The 12-employee, Scotts Valley, Calif., company, which emerged from secrecy on May 8, has created new processor clock technology that it says can halve processor power consumption by recycling most of the electricity used to regulate processor clocks.
The technology, which Multigig is offering up to interested parties to license, is arriving at a time when concerns about the electrical consumption of computers is on the rise among many large businesses.
Meanwhile, a number of well-known companies, including Advanced Micro Devices, Dell, Hewlett-Packard have joined the Green Grid Alliance, for example, to foster the development of data centers that use less electricity.
“The clock is consuming well over half the power in a microprocessor,” said Haris Basit, chief operating officer at Multigig.
“That’s mainly because the charge [used in a clock signal] is being taken from the power supply, used once and stuffed into the [electrical] ground. What we do is recycle that charge, so we save a lot of energy.”

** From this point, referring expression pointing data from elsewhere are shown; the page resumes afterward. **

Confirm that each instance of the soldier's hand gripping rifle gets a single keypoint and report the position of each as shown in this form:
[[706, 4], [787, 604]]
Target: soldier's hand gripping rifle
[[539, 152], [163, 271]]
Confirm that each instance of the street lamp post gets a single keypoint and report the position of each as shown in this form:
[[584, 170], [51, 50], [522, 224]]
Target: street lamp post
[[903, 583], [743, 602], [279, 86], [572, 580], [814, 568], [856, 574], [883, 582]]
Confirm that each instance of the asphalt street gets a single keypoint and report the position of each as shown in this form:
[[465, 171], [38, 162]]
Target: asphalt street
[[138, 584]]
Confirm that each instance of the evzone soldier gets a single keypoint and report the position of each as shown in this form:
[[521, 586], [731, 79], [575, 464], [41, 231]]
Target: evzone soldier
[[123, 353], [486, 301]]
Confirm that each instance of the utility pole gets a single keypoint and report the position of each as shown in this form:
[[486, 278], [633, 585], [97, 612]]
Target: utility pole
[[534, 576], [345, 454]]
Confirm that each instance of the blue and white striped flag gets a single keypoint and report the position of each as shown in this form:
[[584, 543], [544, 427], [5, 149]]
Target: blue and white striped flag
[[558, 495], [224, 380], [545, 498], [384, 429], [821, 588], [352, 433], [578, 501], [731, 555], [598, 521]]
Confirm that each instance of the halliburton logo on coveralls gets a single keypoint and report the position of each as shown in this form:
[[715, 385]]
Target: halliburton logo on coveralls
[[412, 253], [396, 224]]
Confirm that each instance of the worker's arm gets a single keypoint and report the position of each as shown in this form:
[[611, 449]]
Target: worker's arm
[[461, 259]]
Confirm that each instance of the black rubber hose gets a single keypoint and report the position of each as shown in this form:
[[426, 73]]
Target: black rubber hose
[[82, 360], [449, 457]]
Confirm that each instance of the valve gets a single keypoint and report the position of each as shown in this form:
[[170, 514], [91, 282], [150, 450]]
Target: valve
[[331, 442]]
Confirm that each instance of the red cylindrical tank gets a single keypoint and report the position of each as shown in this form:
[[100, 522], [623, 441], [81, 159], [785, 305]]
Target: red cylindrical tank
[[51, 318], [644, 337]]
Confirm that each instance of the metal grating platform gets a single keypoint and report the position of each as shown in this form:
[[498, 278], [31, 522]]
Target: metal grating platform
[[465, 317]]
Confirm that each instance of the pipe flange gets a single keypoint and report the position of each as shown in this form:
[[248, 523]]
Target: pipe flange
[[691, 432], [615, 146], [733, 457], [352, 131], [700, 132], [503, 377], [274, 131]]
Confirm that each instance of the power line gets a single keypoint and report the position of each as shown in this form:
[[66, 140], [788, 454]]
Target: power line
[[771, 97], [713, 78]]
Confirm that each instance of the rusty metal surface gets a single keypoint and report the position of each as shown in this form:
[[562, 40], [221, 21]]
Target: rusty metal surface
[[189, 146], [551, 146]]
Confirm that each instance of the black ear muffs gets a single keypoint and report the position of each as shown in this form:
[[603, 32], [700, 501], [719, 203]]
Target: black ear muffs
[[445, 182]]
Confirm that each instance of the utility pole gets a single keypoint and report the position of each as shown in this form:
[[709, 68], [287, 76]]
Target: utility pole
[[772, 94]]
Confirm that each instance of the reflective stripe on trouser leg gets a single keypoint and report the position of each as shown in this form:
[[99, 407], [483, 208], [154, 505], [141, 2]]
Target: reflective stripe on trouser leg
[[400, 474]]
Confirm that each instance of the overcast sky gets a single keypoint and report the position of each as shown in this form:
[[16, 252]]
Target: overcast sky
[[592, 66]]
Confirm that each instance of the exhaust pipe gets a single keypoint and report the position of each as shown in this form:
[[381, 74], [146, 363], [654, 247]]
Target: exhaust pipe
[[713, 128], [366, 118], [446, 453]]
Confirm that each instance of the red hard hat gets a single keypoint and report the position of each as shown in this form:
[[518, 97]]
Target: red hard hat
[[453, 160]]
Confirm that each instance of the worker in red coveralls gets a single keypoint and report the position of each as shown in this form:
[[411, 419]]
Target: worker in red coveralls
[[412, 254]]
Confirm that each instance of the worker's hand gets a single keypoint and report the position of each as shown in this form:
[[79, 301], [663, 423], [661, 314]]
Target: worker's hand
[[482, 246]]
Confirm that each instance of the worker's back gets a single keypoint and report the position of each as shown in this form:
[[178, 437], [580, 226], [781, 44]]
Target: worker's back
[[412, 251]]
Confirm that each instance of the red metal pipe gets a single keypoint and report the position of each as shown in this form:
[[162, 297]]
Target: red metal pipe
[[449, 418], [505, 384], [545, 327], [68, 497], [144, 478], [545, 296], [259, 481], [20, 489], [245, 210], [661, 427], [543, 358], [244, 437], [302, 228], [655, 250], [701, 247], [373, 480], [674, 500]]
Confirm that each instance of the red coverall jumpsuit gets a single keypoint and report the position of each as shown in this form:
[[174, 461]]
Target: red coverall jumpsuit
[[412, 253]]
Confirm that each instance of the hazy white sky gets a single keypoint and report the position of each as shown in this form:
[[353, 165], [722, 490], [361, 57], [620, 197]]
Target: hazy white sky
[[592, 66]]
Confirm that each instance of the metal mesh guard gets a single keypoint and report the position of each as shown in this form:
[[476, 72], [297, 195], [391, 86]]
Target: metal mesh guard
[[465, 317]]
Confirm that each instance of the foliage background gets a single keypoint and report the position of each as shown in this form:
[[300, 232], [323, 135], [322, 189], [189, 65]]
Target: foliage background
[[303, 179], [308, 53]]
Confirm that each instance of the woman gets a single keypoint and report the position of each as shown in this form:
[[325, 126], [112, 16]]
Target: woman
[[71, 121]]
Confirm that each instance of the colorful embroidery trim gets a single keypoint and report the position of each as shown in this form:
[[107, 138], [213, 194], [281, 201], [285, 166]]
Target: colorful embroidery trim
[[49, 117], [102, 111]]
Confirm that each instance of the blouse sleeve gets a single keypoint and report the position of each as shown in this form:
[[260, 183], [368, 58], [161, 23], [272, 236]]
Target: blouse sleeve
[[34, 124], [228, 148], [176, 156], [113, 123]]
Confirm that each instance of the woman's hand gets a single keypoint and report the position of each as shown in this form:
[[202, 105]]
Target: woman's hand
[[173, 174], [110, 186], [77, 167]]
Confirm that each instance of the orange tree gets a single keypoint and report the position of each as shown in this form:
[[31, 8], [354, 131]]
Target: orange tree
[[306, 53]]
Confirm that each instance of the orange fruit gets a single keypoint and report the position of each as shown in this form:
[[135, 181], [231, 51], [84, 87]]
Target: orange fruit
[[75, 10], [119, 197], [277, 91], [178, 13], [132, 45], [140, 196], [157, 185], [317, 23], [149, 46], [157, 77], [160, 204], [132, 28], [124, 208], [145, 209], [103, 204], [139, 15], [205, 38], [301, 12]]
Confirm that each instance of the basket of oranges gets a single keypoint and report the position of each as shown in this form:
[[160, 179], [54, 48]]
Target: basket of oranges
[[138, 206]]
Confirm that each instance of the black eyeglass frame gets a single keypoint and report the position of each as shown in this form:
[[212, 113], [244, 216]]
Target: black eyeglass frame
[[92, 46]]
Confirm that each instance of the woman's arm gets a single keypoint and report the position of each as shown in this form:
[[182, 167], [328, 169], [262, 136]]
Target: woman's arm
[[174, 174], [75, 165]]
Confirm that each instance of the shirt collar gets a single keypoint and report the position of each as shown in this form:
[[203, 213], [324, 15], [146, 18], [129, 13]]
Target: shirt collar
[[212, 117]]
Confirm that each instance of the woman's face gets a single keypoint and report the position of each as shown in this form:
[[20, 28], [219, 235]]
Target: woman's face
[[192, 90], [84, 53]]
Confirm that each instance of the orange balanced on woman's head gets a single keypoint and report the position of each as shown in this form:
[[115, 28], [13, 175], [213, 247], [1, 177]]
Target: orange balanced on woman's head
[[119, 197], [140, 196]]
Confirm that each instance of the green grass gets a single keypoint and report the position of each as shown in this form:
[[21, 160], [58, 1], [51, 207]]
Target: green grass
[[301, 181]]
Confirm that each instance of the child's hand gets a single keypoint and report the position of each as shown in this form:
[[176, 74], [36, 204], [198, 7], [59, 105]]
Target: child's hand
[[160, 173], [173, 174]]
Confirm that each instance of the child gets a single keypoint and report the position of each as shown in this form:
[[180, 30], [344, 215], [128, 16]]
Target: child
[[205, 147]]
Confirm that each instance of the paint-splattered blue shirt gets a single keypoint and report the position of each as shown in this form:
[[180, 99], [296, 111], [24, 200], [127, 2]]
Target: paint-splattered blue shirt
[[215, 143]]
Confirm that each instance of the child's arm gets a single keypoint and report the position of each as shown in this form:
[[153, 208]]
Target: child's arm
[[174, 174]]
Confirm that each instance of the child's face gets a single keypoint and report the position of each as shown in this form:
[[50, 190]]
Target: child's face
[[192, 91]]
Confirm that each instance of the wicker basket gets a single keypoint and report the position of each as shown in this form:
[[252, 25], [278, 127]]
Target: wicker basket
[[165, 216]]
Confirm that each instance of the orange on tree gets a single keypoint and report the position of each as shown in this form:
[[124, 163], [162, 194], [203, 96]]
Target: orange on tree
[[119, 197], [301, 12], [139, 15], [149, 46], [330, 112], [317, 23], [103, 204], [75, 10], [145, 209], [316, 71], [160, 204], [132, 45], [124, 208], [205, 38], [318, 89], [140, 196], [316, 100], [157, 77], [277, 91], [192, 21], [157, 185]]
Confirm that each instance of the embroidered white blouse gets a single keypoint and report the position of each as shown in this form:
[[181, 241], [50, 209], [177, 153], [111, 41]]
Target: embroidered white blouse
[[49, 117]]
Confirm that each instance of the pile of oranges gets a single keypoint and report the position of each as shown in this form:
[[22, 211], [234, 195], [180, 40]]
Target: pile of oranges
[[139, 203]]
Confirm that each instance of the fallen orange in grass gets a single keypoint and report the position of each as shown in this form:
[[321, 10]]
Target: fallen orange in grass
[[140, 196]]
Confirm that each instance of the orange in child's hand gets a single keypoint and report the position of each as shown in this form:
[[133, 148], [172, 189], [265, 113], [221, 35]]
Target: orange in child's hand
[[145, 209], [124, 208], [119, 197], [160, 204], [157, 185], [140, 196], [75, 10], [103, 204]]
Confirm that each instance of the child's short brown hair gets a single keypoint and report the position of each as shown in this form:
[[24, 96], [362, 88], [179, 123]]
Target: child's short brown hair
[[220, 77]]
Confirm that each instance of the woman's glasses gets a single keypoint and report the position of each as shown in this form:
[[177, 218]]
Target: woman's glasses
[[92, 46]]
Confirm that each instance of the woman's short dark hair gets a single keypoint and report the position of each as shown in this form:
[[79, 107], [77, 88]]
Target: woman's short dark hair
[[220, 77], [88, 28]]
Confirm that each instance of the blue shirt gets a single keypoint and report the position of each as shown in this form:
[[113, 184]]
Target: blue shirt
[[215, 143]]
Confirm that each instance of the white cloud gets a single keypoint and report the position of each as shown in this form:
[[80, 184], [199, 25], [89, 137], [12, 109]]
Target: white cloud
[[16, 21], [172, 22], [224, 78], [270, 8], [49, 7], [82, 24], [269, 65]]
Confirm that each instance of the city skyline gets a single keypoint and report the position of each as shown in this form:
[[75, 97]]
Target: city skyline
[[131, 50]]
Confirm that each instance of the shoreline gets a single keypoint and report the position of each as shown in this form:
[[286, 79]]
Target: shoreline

Data centers give Intel static over electric bills. Click here to read more.
Whereas today’s chips use a series of PLLs (phase locked loops) and inverters to arrive at a frequency and distribute it internally—and its the distribution of the clock that uses energy—Multigig deploys a grid of self-oscillating circuits, made up of transmission lines in the form of a square.
It then forms the squares into a grid, allowing them to work in concert to regulate clock speed. Although it still works with an external PLL to set chip speed, the grid approach uses less power because it changes the way the clock signals are distributed.